Specifically, the furnace body 10 includes a body 11 enclosing the reaction space 101, a resistance wire 12 fixedly connected to the body 11 and disposed in the reaction space 101, and a heat insulating layer 13 disposed between the body 11 and the resistance wire 12. Wherein, the resistance wire 12 is at least partially immersed in the salt bath base solution.

Preferably, in order to prolong the service life of the furnace body 10, the surfaces of the resistance wires 12 and the surface of the heat-insulating layer 13 close to the reaction space 101 are coated with anticorrosive coatings.

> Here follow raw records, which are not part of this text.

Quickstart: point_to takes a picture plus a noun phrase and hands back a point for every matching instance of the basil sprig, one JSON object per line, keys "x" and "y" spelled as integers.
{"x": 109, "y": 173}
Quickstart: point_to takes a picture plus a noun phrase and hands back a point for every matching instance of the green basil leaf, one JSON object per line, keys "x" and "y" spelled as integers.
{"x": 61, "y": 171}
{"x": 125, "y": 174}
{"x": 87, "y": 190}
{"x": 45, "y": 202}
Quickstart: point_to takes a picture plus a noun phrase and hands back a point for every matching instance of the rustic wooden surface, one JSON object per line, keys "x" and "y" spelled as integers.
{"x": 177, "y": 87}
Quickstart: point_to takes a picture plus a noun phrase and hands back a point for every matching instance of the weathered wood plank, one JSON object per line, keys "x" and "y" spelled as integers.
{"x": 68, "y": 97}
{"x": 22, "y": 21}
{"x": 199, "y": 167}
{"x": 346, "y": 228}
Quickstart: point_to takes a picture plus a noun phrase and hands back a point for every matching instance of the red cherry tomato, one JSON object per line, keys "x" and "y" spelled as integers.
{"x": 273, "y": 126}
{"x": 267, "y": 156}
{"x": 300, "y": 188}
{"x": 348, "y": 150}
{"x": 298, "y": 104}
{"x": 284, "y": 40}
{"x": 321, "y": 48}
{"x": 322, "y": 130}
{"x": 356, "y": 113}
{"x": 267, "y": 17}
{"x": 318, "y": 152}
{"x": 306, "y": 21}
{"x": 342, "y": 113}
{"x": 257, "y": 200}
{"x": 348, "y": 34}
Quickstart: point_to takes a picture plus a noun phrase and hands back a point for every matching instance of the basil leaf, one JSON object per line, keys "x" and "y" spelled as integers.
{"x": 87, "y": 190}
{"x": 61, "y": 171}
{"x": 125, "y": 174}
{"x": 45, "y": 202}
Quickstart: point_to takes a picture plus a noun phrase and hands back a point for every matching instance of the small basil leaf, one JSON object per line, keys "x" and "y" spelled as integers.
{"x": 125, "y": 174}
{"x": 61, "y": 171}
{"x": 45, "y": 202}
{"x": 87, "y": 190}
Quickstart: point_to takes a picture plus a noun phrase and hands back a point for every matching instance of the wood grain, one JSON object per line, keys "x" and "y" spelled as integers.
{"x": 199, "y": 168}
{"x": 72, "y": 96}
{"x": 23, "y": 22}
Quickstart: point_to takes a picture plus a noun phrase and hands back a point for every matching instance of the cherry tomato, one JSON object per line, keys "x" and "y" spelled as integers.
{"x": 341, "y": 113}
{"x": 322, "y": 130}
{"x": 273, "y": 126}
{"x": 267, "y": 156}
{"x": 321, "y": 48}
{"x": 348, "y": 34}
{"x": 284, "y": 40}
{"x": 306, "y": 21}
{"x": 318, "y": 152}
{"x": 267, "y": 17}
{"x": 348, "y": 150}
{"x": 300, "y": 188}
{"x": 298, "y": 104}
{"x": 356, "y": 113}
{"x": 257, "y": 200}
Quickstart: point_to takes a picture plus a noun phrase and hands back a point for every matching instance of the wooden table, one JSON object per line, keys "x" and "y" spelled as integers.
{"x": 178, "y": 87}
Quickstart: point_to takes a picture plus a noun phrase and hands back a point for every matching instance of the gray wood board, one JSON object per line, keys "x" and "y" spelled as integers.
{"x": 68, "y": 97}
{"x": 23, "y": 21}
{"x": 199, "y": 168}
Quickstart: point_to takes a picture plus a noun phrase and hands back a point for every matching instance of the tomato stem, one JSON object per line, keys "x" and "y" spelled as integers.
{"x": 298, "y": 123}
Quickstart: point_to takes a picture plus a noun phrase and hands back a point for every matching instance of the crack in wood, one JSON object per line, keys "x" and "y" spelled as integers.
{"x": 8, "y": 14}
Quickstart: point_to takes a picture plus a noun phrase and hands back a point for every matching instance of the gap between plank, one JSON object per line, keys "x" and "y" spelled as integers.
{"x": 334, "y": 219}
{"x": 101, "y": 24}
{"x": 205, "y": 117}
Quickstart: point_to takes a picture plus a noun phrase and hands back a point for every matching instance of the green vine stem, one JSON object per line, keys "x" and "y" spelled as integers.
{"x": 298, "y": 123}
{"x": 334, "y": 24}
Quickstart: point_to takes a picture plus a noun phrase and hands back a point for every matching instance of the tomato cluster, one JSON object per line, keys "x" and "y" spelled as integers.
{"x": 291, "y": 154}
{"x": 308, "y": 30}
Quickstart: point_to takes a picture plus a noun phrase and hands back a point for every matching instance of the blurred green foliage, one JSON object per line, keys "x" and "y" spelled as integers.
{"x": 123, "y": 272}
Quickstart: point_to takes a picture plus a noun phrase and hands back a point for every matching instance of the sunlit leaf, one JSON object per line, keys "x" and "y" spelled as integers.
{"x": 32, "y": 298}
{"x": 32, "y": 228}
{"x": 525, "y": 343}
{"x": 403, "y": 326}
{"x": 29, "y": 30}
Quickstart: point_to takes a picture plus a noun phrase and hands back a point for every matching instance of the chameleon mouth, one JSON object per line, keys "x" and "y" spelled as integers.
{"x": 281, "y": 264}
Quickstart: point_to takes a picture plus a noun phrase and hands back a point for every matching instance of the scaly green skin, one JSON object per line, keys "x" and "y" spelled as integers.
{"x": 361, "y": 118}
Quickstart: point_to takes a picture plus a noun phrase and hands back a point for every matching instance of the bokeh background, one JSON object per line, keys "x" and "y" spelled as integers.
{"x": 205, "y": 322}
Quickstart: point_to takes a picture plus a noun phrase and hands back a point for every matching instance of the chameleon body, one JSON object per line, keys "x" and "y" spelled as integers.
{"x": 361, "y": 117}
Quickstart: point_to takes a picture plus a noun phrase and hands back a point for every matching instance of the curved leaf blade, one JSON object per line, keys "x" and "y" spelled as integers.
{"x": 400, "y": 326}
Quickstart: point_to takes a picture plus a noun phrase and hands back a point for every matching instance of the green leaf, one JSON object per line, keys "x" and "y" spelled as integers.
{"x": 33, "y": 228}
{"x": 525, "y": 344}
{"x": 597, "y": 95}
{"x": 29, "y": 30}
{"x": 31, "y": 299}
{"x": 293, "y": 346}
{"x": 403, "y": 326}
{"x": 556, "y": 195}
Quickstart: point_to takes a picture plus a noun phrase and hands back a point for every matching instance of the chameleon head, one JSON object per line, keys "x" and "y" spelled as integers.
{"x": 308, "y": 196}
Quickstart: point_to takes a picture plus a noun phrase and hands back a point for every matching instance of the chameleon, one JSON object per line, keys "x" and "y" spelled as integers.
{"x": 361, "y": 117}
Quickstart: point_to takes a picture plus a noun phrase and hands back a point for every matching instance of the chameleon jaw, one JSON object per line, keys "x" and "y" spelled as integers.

Specifically, in the present embodiment, the heat insulating layer 13 is a fireproof brick.

The dc electric field 20 includes a power source 21, a first conductive wire 22 and a second conductive wire 23 connecting the power source 21 and the reaction space 101, and an insulating support rod 24 disposed between the first conductive wire 22 and the second conductive wire 23.

One end of the first wire 22 is connected to the anode of the power supply 21, and the other end is fixed with a workpiece pattern block 102. One end of the second wire 23 is connected to the cathode of the power supply 21, and the other end is fixed to a carbon rod 103. During work, the reaction space 101 is filled with partial salt bath base liquid, and the workpiece type sample block 102 and the carbon rod 103 are immersed in the salt bath base liquid. The principle of the direct current electric field 20 for promoting nitriding is as follows:

there are three basic processes in the QPQ nitridation process, namely decomposition, adsorption and diffusion of active nitrogen atoms. The generation formula of the active nitrogen atom depends on the decomposition of CNO-anion in salt bath, namely the following two reactions:

when the power is turned on, the workpiece pattern block 102 is connected to the positive electrode of the power supply 21, and CNO ions in the salt bath base solution are attracted by positive charges and approach the workpiece pattern block 102, so that a large number of CNO ions are present around the workpiece pattern block 102 and have a higher concentration than those around the workpiece when the power is not turned on. Therefore, when CNO-ions are subjected to decomposition reaction, the concentration of active nitrogen atoms around the electrified workpiece pattern sample block 102 is also increased, so that the nitriding speed is higher, and a permeated layer is thicker.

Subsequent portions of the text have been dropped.